In [0]:
import datetime
from pyspark.sql.types import StructType, StructField, StringType, TimestampType

# Read the model-level report table
try:
    report_df = spark.table("field_demos.ml_ops.master_model_report")
except Exception as e:
    print("Error reading master_model_report table:", e)
    dbutils.jobs.taskValues.set(key="retrain_candidates", value=[])
    raise e

# Filter models that need retraining and collect their names
models_to_retrain = report_df.filter("needs_retrained = true").select("model_name").collect()
candidates = [row["model_name"] for row in models_to_retrain]
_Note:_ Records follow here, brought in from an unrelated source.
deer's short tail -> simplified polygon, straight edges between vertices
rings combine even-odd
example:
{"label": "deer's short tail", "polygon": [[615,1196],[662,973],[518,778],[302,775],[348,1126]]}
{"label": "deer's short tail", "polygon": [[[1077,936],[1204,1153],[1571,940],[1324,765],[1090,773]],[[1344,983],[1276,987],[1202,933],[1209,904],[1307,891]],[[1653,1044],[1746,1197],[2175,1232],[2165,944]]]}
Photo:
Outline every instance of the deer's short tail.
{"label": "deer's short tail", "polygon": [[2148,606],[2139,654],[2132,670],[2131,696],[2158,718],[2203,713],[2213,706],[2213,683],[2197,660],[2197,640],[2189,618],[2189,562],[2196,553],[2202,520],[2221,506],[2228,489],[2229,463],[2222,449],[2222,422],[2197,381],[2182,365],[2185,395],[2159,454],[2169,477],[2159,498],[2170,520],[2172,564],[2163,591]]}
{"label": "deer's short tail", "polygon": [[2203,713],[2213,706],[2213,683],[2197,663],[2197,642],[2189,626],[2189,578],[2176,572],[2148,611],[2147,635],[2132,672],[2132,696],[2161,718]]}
# Build retraining candidate log events
retrain_logs = []
current_time = datetime.datetime.now()
for model_name in candidates:
    retrain_logs.append({
        "model_name": model_name,
        "retrain_time": current_time,
        "status": "Candidate flagged",
        "details": f"Model {model_name} flagged for retraining."
    })

# If any retraining candidates were found, write log events to a Delta table
if retrain_logs:
    log_schema = StructType([
        StructField("model_name", StringType(), True),
        StructField("retrain_time", TimestampType(), True),
        StructField("status", StringType(), True),
        StructField("details", StringType(), True)
    ])

    log_df = spark.createDataFrame(retrain_logs, schema=log_schema)
    log_df.write.format("delta") \
        .mode("append") \
        .saveAsTable("field_demos.ml_ops.model_retrain_log")
    print("Retraining candidate events logged to Delta table 'field_demos.ml_ops.model_retrain_log'.")
else:
    print("No models flagged for retraining.")

# Pass the list of candidate model_ids to the next job task
dbutils.jobs.taskValues.set(key="retrain_candidates", value=candidates)
print("Candidates to retrain passed to next job:", candidates)